You’ll not be surprised that I don’t agree
Tony. Not saying won’t go down, but future data decides incl fed speaker comments. Bull traps are simply the correction reaction to data released.
Hi 3bear,
Yes, markets work on futures.
So the markets are where they are now at the point of this data, they drop as US cpi exceeded meaning spending is up, rate cuts predictions slow so more cooling (well actually delaying easing with the overall trend line). FED pay attention more to PCE. Inflation going below consensus predictions indicates too much tightening so need to make it cheaper to borrow (easing etc) to stop it being too late to cause economic major issues- it’s a complex timing issue and in my view the FED doing it well. The markets do not see this higher cpi as a big issue and are fine with the fed hence the rise yesterday in markets over there. Had they thought a slight cpi issue was not controllable then they would have plunged a lot further again yesterday.

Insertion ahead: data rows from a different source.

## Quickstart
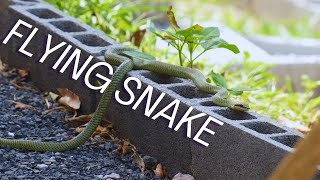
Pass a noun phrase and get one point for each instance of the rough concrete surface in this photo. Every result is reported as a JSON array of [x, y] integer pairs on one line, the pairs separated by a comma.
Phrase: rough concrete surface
[[247, 146]]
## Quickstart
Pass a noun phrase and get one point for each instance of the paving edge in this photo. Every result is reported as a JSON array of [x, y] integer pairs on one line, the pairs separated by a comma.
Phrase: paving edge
[[247, 146]]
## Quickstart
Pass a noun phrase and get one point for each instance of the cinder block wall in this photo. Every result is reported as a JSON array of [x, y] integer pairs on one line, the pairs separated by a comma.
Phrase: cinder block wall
[[247, 146]]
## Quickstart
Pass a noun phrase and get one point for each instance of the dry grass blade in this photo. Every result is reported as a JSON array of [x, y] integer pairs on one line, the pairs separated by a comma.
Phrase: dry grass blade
[[69, 98]]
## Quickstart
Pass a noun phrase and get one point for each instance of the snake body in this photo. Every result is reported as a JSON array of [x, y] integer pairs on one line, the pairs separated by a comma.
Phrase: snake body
[[126, 64]]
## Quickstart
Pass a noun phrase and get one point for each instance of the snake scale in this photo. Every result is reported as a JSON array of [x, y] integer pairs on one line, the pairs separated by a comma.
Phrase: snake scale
[[114, 56]]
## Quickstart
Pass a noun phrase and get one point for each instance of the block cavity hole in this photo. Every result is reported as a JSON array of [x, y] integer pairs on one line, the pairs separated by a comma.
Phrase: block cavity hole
[[189, 92], [234, 115], [44, 13], [91, 40], [67, 26], [263, 127], [161, 78], [289, 140]]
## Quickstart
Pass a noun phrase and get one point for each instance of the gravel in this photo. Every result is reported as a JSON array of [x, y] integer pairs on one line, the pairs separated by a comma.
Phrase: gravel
[[93, 160]]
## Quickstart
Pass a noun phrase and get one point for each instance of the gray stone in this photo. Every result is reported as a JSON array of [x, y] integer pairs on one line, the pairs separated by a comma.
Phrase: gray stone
[[247, 146]]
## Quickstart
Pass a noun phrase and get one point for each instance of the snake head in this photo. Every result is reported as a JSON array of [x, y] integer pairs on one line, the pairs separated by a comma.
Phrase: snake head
[[239, 106]]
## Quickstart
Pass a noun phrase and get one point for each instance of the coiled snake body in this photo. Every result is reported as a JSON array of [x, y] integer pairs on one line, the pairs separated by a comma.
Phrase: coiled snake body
[[114, 57]]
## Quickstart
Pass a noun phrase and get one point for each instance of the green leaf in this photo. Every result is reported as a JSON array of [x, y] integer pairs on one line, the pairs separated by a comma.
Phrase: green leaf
[[139, 55], [218, 79], [210, 32], [153, 30], [314, 103], [211, 44], [195, 29], [172, 19], [230, 47]]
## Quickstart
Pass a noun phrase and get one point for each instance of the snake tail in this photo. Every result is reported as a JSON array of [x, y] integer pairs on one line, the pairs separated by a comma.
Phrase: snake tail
[[103, 106]]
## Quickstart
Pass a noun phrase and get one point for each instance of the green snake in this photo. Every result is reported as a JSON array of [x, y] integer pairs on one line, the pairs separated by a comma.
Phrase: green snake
[[115, 56]]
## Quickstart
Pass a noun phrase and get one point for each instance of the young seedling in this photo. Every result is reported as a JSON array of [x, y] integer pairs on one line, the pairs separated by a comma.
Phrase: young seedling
[[191, 39]]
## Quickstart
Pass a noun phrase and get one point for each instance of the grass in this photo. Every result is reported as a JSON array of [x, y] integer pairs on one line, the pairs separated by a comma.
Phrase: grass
[[248, 22]]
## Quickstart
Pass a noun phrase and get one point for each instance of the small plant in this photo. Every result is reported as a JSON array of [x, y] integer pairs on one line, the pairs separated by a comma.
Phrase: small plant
[[190, 39]]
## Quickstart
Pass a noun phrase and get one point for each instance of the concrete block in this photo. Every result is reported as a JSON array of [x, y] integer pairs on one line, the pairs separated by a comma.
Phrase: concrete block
[[247, 146]]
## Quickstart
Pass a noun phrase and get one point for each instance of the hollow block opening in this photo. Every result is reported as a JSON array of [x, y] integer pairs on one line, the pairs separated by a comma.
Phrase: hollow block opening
[[44, 13], [67, 26]]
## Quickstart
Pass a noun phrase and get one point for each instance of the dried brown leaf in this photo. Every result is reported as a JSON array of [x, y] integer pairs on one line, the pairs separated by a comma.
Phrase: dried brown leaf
[[78, 121], [69, 98], [138, 161], [54, 96], [124, 147], [20, 105], [180, 176], [161, 171], [23, 73]]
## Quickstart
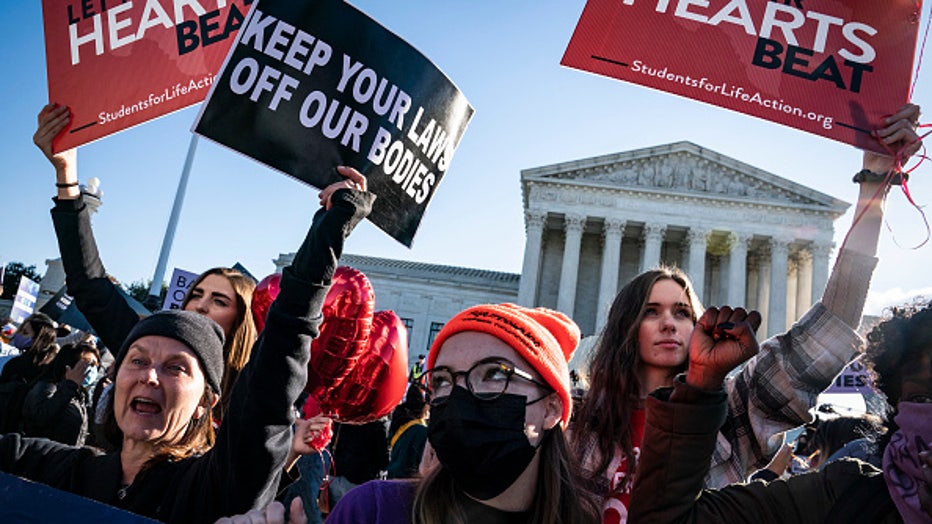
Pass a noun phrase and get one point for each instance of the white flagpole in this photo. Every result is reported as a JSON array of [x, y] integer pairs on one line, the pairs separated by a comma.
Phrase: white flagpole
[[156, 288]]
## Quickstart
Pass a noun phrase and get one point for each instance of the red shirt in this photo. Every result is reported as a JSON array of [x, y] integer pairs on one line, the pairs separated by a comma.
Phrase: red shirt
[[615, 510]]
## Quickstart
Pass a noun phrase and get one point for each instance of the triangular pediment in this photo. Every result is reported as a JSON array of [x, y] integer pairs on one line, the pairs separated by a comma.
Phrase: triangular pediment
[[683, 168]]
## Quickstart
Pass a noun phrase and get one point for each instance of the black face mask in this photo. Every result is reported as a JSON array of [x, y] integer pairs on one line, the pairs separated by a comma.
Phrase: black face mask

Borrowing levels globally are high clearly but growth is key to driving these down- a “heavy landing” would be dire for this.
90.85 close- pretty good considering.
It’s the markets Mr Bond, not the FED.
Any increase in CPI causes moves at this sensitive time, raising likelihood of delayed rate cut.
Better than forecast CPI would have elicited the opposite reaction.
The markets respond to data and so do the fed - although they view PCE with greater importance than CPI
My post from the 8th below... alas so and the numbers not supportive:
SteveJones999- US Data8 Feb 2024 14:50
There some CPI seasonal revisions tomorrow, initial jobless claims showed employment still strong.
Next Tues is most likely (outside any surprise RNS here), the next potential move day- it’s monthly CPI data.
GLA.
There some CPI seasonal revisions tomorrow, initial jobless claims showed employment still strong.
Next Tues is most likely (outside any surprise RNS here), the next potential move day- it’s monthly CPI data.
GLA.
Not the case Mr T- UK House prices were on average approx £140k and in Nov 2023 they were on average £280k, so a doubling in 20 years. I've owned properties for 35 years.
Agree on UK state pension is very poor. People often ask why over the past 50years why there is a UK obsession on buying a house compared to many other countries, well the answer is clear- how on enough can you pay the rent when you're over 67 if you didn't buy a house? Other countries state pensions are generally far superior, so this rent issue for pensioners is no where near as severe.
The biggest problem is the rent rise over the past 20years.
All govts in UK have generally been poor. The same media commentators are moaning about the debt are those same people who more lockdowns and furlough- bonkers... and causing enormous govt debts.
Agree on dentists and NHS in general. Again, media are generally to blame too. A friend recently had cancer, was passed from pillar to post to get it sorted, so many departments and hand-offs involved where rationale given was "we can't see this data due to data protection, go to this dept" and so on, causing huge delays...
If an AI data sharing utopia there would have been access to millions and millions of scans where scan images could be compared in a second to ascertain likelihood of cancer issue, whereas all they could see was some local data to compare and then it's up to the local experts to take a view before proceeding to next stage which of course is very limited.
Limited data sharing, beaurocracy built up other many years to "protect data" due to the 1 in a million chance of an issue and litigation has meant probably about 40% of the entire NHS is spent on beaurocracy causing bonkers delays!
Rant over...
The fed will reduce rates as inflation targets are being met.
Data release at 13:30, so I baled out again on the button. Lovely 24hours though.
This data normally not support for gold and CEY.
GLA.
Look at the markets Mr Bond today- the opposite of a flight out…
R1234- prob the US statement earlier on Iran, US 10 Year dropping further.
Good to see markets coming back after Jerome being not so accommodating is his words yesterday.
Looks like my post was correct earlier this pm.